Inhaling cocaine regularly can cause tissue and blood changes that may mimic those found in patients with ANCA-associated vasculitis (AAV), a case report shows.
These findings suggest that in patients with suspected vasculitis, a detailed clinical and drug abuse history could lead to an accurate diagnosis and prevent the administration of inadequate therapies.
The report, “Differentiation of Cocaine-Induced Midline Destructive Lesions from ANCA-Associated Vasculitis,” was published in the Iranian Journal of Otorhinolaryngology.
Roughly 5 percent of regular cocaine users develop a condition characterized by inflammation of the nasal mucosa and a hole, or fissure, in the nasal septum. The condition, called cocaine-induced midline destructive lesion (CIMDL), mimics some manifestations of AAV, and some patients even test positive for anti-neutrophil cytoplasmic autoantibodies (ANCAs).
Consequently, distinguishing CIMDL from AAV is a challenging task, especially when some patients are reluctant to admit their history of drug abuse.
In this report, researchers describe the case of a 30-year-old women in Iran who was misdiagnosed and treated for granulomatosis with polyangiitis (GPA) — a kind of AAV that affects small vessels and is often restricted to the nose — because she denied using any substances.
The patient was referred to the clinic due to a two-month history of nose bleeds and wounds caused by tissue death, with a history of chronic sinusitis and runny nose.
An examination of her ear, nose, and throat revealed a defect on the nasal septum, and a computed tomography (CT) scan also showed a thickening of the soft tissues in the nose. A tissue sample from the nasal septum then showed that the soft tissue was damaged, with signs of acute inflammation and infiltration of immune cells.
Blood analysis showed significant signs of systemic inflammation and revealed high levels of ANCAs against the proteinase 3 protein.
The woman tested negative for several viral and bacterial infections, which led to a diagnosis of AAV, most likely GPA limited to the nose.

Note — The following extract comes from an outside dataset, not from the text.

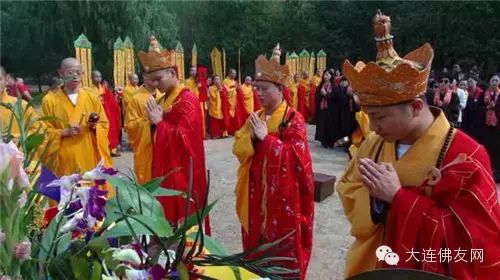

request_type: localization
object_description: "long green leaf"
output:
[103,215,172,237]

She started treatment with prednisolone and antibiotics, and methotrexate was later added to her regimen.
But three months later, the patient had no signs of clinical improvement and had gained considerable weight due to her high-dose steroid regimen. She started taking Rituxan (rituximab), but because only a slight improvement was seen, doctors suspected her symptoms were not being caused by GPA.
At this point, she admitted the ongoing use of cocaine through inhalation, which was thought to be causing the symptoms. She was advised to stop using cocaine. Over the next three months, no additional new problems related to CIMDL were reported.

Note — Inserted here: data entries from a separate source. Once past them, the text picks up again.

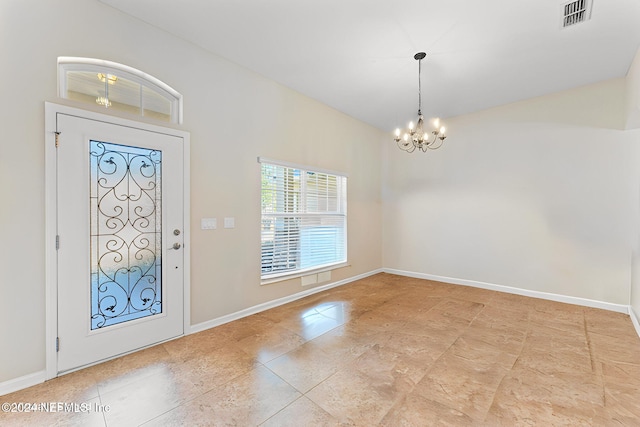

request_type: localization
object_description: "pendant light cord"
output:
[418,59,422,116]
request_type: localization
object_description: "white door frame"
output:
[44,102,191,379]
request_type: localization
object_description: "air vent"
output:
[562,0,591,28]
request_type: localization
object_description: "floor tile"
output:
[145,367,301,426]
[260,396,354,427]
[5,273,640,427]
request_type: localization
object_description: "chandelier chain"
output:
[418,59,422,115]
[394,52,447,153]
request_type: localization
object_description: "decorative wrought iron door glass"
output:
[89,141,162,330]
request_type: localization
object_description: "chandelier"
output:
[394,52,447,153]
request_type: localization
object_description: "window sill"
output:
[260,262,351,285]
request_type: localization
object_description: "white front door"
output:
[56,112,185,373]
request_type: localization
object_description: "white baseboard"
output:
[0,370,47,396]
[382,268,630,314]
[629,306,640,337]
[185,269,382,334]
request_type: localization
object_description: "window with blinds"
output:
[260,160,347,279]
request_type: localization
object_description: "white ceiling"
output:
[100,0,640,131]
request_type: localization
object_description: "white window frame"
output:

“It is crucial to recognize that [AAV and CIMDL] may have similar presentations, so that undesired and potentially toxic treatments can be prevented,” the researchers wrote. “A thorough history-taking and exploration of intranasal insufflations of cocaine play an important role in differentiating these conditions.”
The absence of common markers of vasculitis or unresponsiveness to standard therapeutic regimens for AAV, as well as a hole in the nasal septum, “may favor the diagnosis of CIMDL syndrome,” they wrote.